The preamble and Articles 2, 5 and 6 of the legislation are contradictory and the government has overlooked their inherent contradiction.
Cotton College, which was set up in 1901 as a degree college under the Calcutta University, later became the most outstanding college of the NE region. It became a full-fledged PG institution, integrated with undergraduate education and perhaps the only one of its kind in offering quality education from the Higher Secondary level to the PG level. It produced the first PhD of the Gauhati University Dr KM Pathak, who worked under the guidance of Dr Govinda Chandra Deka, who was a teacher of Cotton College. The research for the purpose was done at the Cotton College Physics Laboratory.
Prior to the passing of the above legislations, PG teaching was done in the College in as many as 21 subjects and it had an area of around 34 acres.
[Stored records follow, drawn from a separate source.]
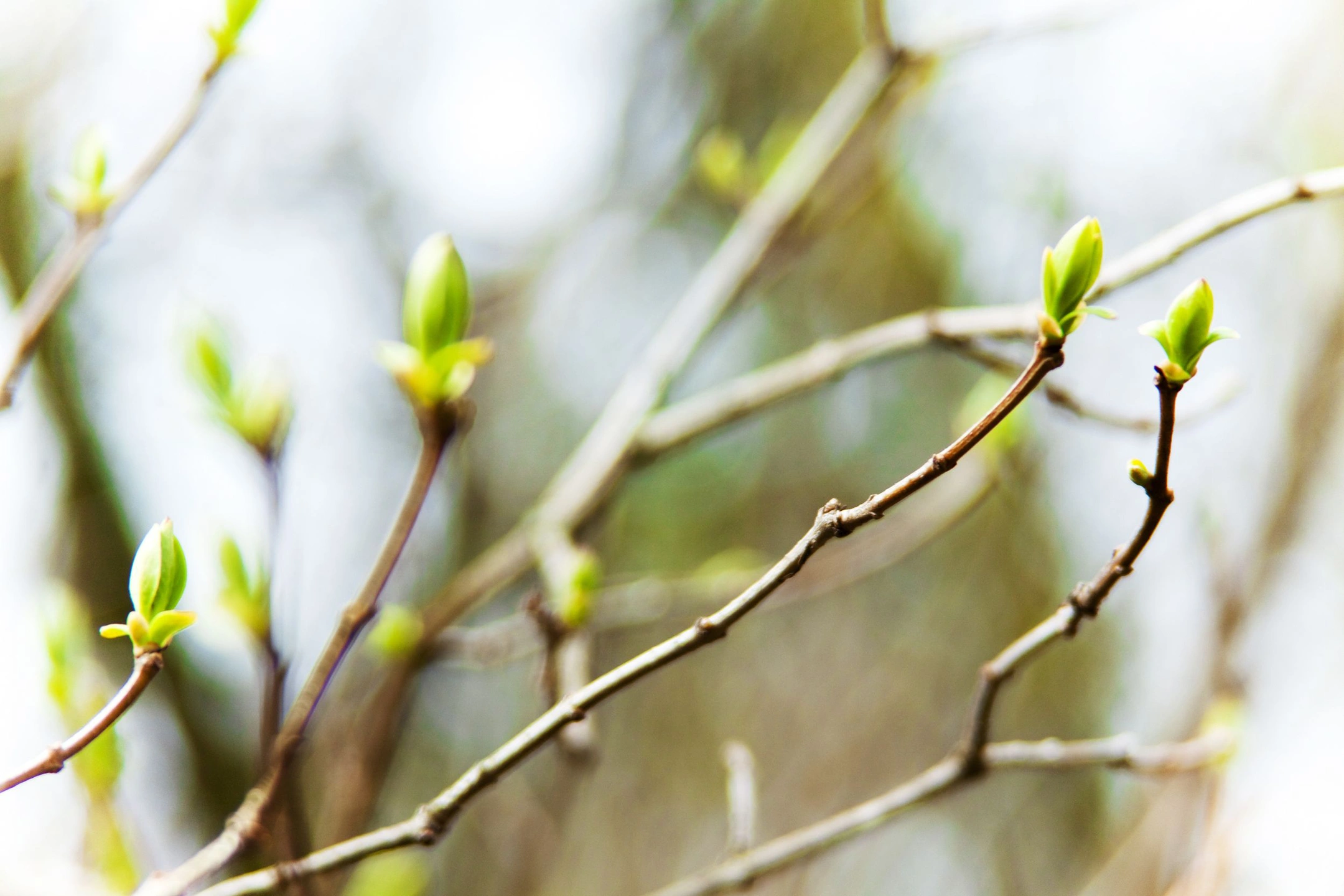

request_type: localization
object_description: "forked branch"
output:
[0,650,164,793]
[653,372,1193,896]
[195,343,1065,896]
Its facilities included well-equipped laboratories in different science subjects, an enviably rich modern library with a vast stock of books, journals and rare manuscripts.
It was declared a PG institution by the then President of India Dr Shanker Dayal Sharma at a glittering function held in the College premises on October 17, 1992. It had 5,000 students and 250 teachers, including the ad-hoc faculty members, before being degraded to a degree-level college.
Though the National Assessment and Accreditation Council (NAAC) accredited the College as a Grade-A college in 2004 and 2011, it has now become a big question as to what grade it would be accorded by the NAAC this time, since the college has lost everything, said the Forum in its memorandum.